Role Overview
- Define and drive the reliability strategy for our SaaS platform.
- Design, build, and maintain the shared infrastructure services and platforms that our product and application teams will depend on.
- Hold teams accountable to meet customer facing Service Level Agreements (SLAs).
- Design Continuous Delivery (CD) processes for government deployments that will eventually be used commercially.
- Develop robust internal-facing tools and automation for infrastructure provisioning and management primarily using Go (Golang) or Python.
- Architect and optimize foundational solutions within Cloud environments (AWS, Azure, etc.).
- Design and implement shared Event-Driven Architecture components and messaging platforms using technologies like Kafka or Google Pub/Sub.
- Design and build resilient Distributed Systems components that serve as building blocks for other applications.

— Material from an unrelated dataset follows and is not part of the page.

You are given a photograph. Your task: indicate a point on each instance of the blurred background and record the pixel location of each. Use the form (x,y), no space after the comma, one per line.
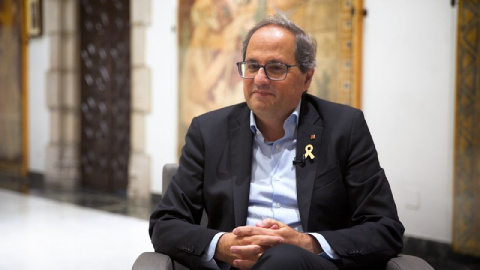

- Manage and optimize our shared infrastructure across Multi-Region Cloud Environments.
- Establish and enhance centralized Observability and Monitoring platforms and tools.
- Define and implement clear, well-documented RESTful API designs for the infrastructure services you build.
- Implement and manage Service Mesh (e.g., Envoy, Istio) capabilities.
- Design, implement, and optimize highly available Relational Database services or shared data platforms.
- Collaborate closely with product development teams to understand their infrastructure needs and pain points.
- Participate in on-call rotations to support the critical shared infrastructure you build.
Requirements
- 9+ years of experience in an Infrastructure Development, Platform Engineering, or Site Reliability Engineering role, with a strong focus on building tools and services for other engineers
- Deep expertise with Kubernetes in production environments, particularly in providing it as a platform(i.e single tenant and multi-tenant deployment architectures)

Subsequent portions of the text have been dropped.